Longer Listen

New Host, Kelly McEvers, Will Bring Her Midwestern Roots To All Things Considered

 

Kelly McEvers Stephen Voss/NPR

Kelly McEvers knew from the first story she wrote for the Daily Illini, while studying at the University of Illinois, that she wanted to be a journalist. More recently, you've heard her report as NPR's Beirut Bureau Chief and now as one of the new hosts of All Things Considered

"The very first story I was assigned in early 1993 - as soon as I did that story I knew I was going to be a journalist," said McEvers.

She quickly made her name in journalism starting as a metro reporter for the Chicago Tribune where she documented the lives of female gang members for the Sunday magazine. 

I want to understand. I want to bridge these two worlds that cannot understand each other. I want to be part of that conversation. Kelly McEvers

Before becoming host of All Things Considered, McEvers ran NPR's Beirut bureau, where she earned a George Foster Peabody award, an Alfred I. DuPont-Columbia award, a Gracie award, and an Overseas Press Club mention for her 2012 coverage of the Syrian conflict. 

She says her desire to become a foreign correspondent grew out of 9/11. "One sixth of the population of the world is Muslim and all the sudden we were saying 'who are these people and why do they hate us?’ And I think everybody’s hunch was ‘Well, not all of them hate us, right, but some of them hate us and how did we get there.”

“From that point forward I knew that was a question that I wanted to explore,” said McEvers.

Kelly McEvers

Kelly McEvers

Photo Credit: NPR

She says her stint as a war reporter grew out of her quest to answer that question. “I always knew that all roads kind of lead to the Middle East, that that was the final destination,” said McEvers.

“And if you are a correspondent in the Middle East it’s pretty likely that you are going to end up seeing some conflict.” 

“One of those days it’s like ‘Should I go into this place where there’s shooting, yeah, I probably should.”

She chronicled her experience as a war correspondent in a riveting audio documentary for Transom, called Diary of a Bad Year: A War Correspondent’s Dilemma. As she worked on the documentary she was in the midst of covering the Arab Spring.
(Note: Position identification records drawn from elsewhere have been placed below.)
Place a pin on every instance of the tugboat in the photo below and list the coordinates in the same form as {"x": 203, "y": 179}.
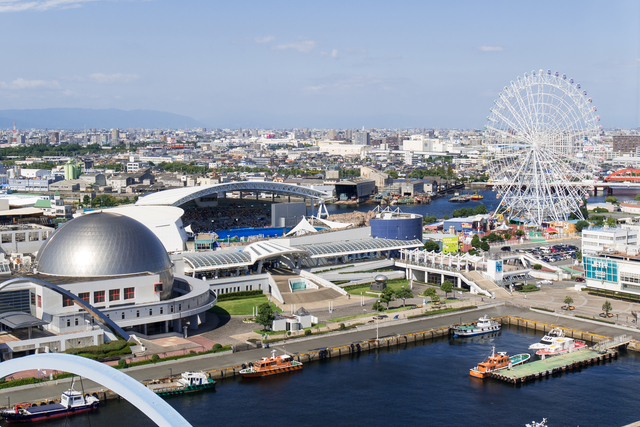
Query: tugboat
{"x": 271, "y": 366}
{"x": 71, "y": 402}
{"x": 484, "y": 325}
{"x": 496, "y": 362}
{"x": 187, "y": 383}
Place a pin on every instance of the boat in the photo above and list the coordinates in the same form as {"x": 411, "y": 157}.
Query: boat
{"x": 484, "y": 325}
{"x": 71, "y": 402}
{"x": 547, "y": 339}
{"x": 271, "y": 366}
{"x": 188, "y": 382}
{"x": 496, "y": 362}
{"x": 477, "y": 196}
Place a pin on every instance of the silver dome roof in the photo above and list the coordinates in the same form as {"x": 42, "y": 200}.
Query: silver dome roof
{"x": 102, "y": 244}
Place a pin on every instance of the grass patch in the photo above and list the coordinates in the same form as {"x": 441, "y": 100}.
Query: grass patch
{"x": 441, "y": 311}
{"x": 242, "y": 306}
{"x": 596, "y": 319}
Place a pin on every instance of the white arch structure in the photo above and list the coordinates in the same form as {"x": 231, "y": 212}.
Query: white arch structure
{"x": 134, "y": 392}
{"x": 96, "y": 314}
{"x": 180, "y": 196}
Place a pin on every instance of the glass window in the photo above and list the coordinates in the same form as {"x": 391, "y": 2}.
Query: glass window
{"x": 98, "y": 296}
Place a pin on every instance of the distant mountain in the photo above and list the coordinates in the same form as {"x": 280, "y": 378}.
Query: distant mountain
{"x": 79, "y": 118}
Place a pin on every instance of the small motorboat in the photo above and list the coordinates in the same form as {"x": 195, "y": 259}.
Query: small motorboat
{"x": 484, "y": 325}
{"x": 71, "y": 402}
{"x": 496, "y": 362}
{"x": 271, "y": 366}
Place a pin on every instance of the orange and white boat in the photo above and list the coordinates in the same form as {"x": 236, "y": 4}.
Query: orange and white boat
{"x": 271, "y": 366}
{"x": 496, "y": 362}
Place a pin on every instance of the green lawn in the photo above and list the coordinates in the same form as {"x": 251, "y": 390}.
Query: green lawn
{"x": 240, "y": 306}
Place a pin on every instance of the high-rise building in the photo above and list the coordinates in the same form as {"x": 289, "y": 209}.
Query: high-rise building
{"x": 361, "y": 138}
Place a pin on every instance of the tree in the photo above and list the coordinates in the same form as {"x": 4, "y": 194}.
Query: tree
{"x": 430, "y": 246}
{"x": 568, "y": 300}
{"x": 403, "y": 293}
{"x": 387, "y": 296}
{"x": 606, "y": 307}
{"x": 265, "y": 315}
{"x": 581, "y": 224}
{"x": 446, "y": 287}
{"x": 475, "y": 241}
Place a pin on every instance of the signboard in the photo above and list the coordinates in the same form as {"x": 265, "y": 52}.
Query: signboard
{"x": 450, "y": 245}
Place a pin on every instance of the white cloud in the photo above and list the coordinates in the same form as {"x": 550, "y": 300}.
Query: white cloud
{"x": 39, "y": 5}
{"x": 491, "y": 48}
{"x": 21, "y": 83}
{"x": 302, "y": 46}
{"x": 113, "y": 78}
{"x": 265, "y": 39}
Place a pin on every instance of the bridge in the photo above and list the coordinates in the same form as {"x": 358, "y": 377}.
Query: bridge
{"x": 149, "y": 403}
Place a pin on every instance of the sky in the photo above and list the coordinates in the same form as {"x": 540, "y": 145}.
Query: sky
{"x": 321, "y": 64}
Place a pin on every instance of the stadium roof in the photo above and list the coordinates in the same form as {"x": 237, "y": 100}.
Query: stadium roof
{"x": 359, "y": 246}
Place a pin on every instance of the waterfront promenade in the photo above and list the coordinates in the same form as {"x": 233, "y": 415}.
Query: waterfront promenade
{"x": 386, "y": 328}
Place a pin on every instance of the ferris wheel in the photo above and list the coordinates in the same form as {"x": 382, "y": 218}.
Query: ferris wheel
{"x": 544, "y": 147}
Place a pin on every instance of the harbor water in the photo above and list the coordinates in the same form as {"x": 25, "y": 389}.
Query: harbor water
{"x": 424, "y": 383}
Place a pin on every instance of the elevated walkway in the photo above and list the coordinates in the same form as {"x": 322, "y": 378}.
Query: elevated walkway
{"x": 484, "y": 283}
{"x": 281, "y": 276}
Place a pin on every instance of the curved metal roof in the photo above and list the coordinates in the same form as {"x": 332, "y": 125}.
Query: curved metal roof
{"x": 180, "y": 196}
{"x": 102, "y": 244}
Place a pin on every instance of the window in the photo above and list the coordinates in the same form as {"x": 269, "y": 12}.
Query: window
{"x": 98, "y": 296}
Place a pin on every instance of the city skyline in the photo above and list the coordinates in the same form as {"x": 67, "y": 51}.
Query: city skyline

Colleagues and friends were being injured, killed, and kidnapped.

Through the documentary McEvers examines many of the big questions about her work that she’d been asking herself, but didn’t yet have an answer to. Now home, McEvers says hosting All Things Considered is “totally different but yet strangely the same.”

“I thought “Wow, I’m going to be in a studio two weeks out of every month, day in and day out that could not be more different than being out in the field as a Middle East correspondent. But it’s funny, when you are sitting in the studio what are you doing all day? You’re talking to people. It’s the same thing, it’s the same set of principles we apply when we’re reporters,” said McEvers. 

My theory is that everybody wants to talk, and everybody has a story to tell. They just need to know that you are listening.  Kelly McEvers

McEvers says that as a Midwesterner, she hopes to increase the Midwestern stories and perspectives we hear on shows like All Things Considered.

“I would say we already have people on the ground [reporting Midwestern stories] but if I can in any way add to that I totally want to. … Any time anyone brings me a Midwest pitch it’s pretty likely I’m going say yes, so expect that.”

She didn’t just go to undergrad in Illinois, McEvers grew up in Lincoln, Illinois. In high school she was on the debate team as well as part of the marching band and pep band. (“Somewhere there’s some Lincoln Railers stuff at our house”) and says she is proud of her hometown. “It’s a really great town. I grew up in a really great town, man. I can’t knock it.”

Oh, and when she isn’t busy bringing us the latest on All Things Considered, she is also working on a podcast for NPR that we can expect early next year.